4 de outubro de 2010

Nossa, não sabia que rejeição doía. Quer dizer, sabia, lógico. Mas não lembrava. Não lembro de muitas coisas ultimamente, fato. Mas dói. Aí que tá a coisa. Não é querer tanto que chega a doer, não é estar perdidamente apaixonada, não é ser largada na porta da igreja vestida de branco, não é perder o emprego, não é sofrimento. Não é nada.

É o simples fato de criar um conceito, me apaixonar e ser rejeitada por ele. Porque eu fantasio, sempre fantasiei. Sempre inventei. Eu invento dores e amores, invento sensações, invento situações. Mas eu não volto. Eu crio sensações e não sei como cessar, não sei fechar a página do livro de estórias. Eu vivo de contos de fada.

E aí eu me pego sofrendo e me culpando. Me achando estúpida, querendo ter feito diferente. Querendo não estar ali, estar de outra forma. Ela está certa quando me diz que é o conceito que me atrai, porque a pessoa, em si, não tem a menor graça. Ou perderia esse encanto todo no segundo encontro, como SEMPRE acontece. Se ao menos eu lembrasse, seria mais fácil. Queria lembrar qualquer bobagem que ele tenha dito, qualquer trejeito que eu tenha sacado. sabe aquela coisinha simples que te irrita profundamente? Mas não lembro. E ele está uns 10 pontos à frente por isso. Porque a minha carência ou a eterna necessidade de me surpreender com as pessoas recriou a imagem dele de uma maneira completamente encantadora. E eu sei que ele não é o príncipe encantado.

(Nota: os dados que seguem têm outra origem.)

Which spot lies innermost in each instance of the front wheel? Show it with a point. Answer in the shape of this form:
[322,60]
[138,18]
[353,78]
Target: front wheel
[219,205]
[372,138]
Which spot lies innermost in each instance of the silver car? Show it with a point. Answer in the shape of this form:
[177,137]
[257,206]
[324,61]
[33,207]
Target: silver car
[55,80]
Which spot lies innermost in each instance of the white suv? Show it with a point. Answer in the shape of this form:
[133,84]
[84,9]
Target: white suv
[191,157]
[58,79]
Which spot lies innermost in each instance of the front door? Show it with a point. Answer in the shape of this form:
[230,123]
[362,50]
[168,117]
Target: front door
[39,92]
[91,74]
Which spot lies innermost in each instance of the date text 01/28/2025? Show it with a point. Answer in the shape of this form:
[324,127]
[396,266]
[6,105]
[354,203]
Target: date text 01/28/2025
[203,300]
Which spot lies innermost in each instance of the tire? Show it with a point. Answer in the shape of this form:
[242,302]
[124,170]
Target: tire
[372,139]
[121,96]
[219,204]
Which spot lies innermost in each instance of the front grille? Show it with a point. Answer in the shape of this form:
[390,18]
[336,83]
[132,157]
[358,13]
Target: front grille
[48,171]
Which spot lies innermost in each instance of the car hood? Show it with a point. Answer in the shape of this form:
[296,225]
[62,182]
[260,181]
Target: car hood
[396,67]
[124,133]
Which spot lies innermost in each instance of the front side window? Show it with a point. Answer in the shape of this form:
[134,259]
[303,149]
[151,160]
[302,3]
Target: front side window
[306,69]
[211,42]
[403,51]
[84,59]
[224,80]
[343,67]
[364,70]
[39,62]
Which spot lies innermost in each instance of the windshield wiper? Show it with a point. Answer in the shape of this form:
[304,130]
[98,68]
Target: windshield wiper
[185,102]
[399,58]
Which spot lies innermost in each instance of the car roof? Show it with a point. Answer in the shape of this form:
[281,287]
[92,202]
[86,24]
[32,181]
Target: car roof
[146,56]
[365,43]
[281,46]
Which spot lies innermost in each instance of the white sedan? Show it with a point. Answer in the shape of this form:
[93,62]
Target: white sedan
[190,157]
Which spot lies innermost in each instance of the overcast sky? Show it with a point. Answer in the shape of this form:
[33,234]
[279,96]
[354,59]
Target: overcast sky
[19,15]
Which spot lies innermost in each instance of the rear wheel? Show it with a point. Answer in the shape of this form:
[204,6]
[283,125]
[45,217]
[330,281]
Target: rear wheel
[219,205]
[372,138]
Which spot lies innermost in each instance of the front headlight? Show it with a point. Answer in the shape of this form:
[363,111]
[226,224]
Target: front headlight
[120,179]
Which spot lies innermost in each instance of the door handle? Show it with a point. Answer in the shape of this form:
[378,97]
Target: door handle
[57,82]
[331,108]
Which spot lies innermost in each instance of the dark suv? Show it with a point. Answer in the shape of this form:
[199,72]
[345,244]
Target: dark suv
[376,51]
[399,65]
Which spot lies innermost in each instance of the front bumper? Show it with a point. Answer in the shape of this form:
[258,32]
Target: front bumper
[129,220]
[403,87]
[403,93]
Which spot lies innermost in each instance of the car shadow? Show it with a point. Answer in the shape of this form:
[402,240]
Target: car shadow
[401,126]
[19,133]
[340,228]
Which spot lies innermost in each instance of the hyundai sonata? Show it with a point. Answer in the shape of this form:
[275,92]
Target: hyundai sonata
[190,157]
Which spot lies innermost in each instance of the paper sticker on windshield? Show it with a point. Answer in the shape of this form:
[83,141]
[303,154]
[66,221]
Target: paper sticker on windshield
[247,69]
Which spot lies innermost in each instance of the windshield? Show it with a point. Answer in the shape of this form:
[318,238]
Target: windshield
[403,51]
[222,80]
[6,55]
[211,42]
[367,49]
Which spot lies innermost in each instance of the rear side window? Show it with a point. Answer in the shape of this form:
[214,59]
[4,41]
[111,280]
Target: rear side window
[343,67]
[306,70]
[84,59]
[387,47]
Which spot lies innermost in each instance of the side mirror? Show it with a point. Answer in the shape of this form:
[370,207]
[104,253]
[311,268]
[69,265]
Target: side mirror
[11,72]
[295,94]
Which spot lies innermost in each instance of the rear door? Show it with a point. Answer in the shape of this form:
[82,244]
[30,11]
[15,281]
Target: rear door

E, posso falar? É estúpido dizer, mas eu tô curtindo essa onda "teen" de sofrer por ser rejeitada. Não pelo fato em si, porque em dois dias, com o fim da TPM, tudo volta às proporções originais e isso volta a ser nada, mas pelo simples fato de SENTIR. Não dá pra explicar, mas me ver capaz de sentir qualquer coisa que seja me lembra que ainda corre sangue nessas veias, que ainda pulsa qualquer coisa em qualquer lugar de mim. Isso sim, é bom.

Mas, que saco. Minha vontade é discar esses oito números que estão me atormentando e ao primeiro "alô" perguntar POR QUÊ?
E o motivo disso é simples. Eu não sei lidar com a rejeição, simples assim.
Sou viciada em amor platônico porque a única maneira de me lembrar ser humano é quando alguma coisa dói. E quer dor mais doída que a rejeição?